Insiders at Liberty Latin America LILA were aggressive buyers of the stock last year, with some executives paying as much as $10 a share to position themselves for long-term profit windfalls. These windfalls have been slow to develop so far. That does not mean that the future does not still have the potential for massive gains.
Liberty Latin America primarily provides mobile, broadband, and fixed-line telecommunications services in the Caribbean and Central American regions. While the near-term picture is cloudy, the long-term outlook for Broadband and wireless in the region remains very positive.
Insiders remain positive, and we saw more buying by officers and directors in November and December at right around current prices.
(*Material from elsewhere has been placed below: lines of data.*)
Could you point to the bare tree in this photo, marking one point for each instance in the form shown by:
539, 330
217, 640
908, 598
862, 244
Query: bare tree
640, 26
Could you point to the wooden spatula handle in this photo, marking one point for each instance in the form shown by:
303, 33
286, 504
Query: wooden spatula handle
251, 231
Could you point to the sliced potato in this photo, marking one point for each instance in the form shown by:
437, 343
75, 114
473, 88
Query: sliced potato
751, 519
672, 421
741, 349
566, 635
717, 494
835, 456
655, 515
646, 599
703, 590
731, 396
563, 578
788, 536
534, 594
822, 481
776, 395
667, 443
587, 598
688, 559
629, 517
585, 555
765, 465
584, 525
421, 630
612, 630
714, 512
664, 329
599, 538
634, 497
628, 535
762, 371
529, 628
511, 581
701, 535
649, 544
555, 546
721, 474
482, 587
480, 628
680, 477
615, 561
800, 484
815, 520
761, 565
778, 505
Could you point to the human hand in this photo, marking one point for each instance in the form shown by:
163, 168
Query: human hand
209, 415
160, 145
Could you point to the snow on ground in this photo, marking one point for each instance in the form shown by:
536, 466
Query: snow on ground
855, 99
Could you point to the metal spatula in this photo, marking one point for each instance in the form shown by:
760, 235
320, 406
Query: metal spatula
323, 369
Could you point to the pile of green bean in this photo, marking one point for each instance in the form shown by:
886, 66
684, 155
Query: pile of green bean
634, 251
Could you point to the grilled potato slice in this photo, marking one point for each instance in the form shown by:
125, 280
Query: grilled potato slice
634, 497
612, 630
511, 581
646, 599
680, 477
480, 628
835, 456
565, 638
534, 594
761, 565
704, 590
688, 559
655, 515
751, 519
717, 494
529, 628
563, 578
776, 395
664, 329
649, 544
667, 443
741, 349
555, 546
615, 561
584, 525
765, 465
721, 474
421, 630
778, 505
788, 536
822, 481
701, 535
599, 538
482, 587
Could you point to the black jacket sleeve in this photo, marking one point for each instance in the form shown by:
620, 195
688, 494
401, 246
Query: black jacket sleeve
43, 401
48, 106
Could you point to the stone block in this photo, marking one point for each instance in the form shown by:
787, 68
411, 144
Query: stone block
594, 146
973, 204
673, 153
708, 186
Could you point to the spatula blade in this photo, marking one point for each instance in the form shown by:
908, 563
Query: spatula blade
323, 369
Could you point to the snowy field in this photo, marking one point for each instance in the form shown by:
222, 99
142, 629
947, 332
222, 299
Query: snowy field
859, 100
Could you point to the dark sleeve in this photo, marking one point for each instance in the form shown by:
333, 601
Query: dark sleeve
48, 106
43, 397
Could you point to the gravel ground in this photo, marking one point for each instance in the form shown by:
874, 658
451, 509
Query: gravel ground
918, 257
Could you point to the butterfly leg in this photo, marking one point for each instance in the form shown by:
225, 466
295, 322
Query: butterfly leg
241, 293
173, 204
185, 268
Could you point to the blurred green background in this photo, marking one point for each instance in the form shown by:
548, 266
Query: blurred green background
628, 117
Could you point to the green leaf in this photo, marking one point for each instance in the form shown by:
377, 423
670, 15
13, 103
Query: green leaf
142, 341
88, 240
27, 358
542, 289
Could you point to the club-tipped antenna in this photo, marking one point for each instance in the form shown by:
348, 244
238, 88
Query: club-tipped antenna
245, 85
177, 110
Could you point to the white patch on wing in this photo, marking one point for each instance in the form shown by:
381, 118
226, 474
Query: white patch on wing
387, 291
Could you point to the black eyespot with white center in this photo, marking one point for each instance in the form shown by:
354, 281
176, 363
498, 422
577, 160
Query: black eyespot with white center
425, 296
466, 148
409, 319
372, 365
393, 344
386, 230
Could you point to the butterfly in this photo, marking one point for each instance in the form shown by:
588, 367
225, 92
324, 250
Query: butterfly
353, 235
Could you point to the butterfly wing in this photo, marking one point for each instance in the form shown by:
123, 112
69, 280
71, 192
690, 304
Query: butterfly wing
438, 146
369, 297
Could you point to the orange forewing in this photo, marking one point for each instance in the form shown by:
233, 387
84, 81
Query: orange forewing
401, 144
We will not have a clear picture of institutional activity until the SEC receives 13F filings next month. Still, it is worth noting that Berkshire Hathaway BRK and Gabelli Funds are two of the largest shareholders. Neither is known for having a short-term outlook, and both have delivered market-beating returns for their investors.
During the summer, we saw six different insiders at Cleveland Cliffs CLF make six- and seven-figure purchases of the stock. Clearly, they see a better future for the steel market than the financial markets see, as the price has fallen by about 35% since then.
Cleveland Cliffs has been moving to strengthen its position in the steel market and recently announced it was acquiring Canadian steelmaker Stelco Holdings Inc. for approximately $2.8 billion. Now that the Feds have killed the proposed deal for Nippon Steel to buy U.S. Steel, Cleveland Cliffs is back in the running to launch a buyout of that company.
The stock trades at less than 70% of book value and just $.25 on the sales dollar. Any good news will likely send the stock soaring back towards the 52-week highs. Goldman Sachs turned bullish on the stock last month and set a price target more than 5% higher than the current price.
The CEO, CFO, and a senior VP in charge of operations all purchased shares of Hillenbrand (HI) in May of last year at prices well above the current level. Hillenbrand exited the casket business back in 2023 and has focused on industrial process solutions and injection molding systems. Its systems are used to mix and shape materials and transport materials through the production process.
The company serves a wide range of industries, including auto manufacturers, chemical companies, the oil and gas industry, food companies, packaging companies, and recycling companies. Hillenbrand should reverse a year ago losses and show solid profits this year. It is not the most exciting business in the world. Still, generally speaking, when we see the CEO and CFO buying stocks, there are plans in the works that the two senior executives expect to drive the stock to several multiples of the current stock price.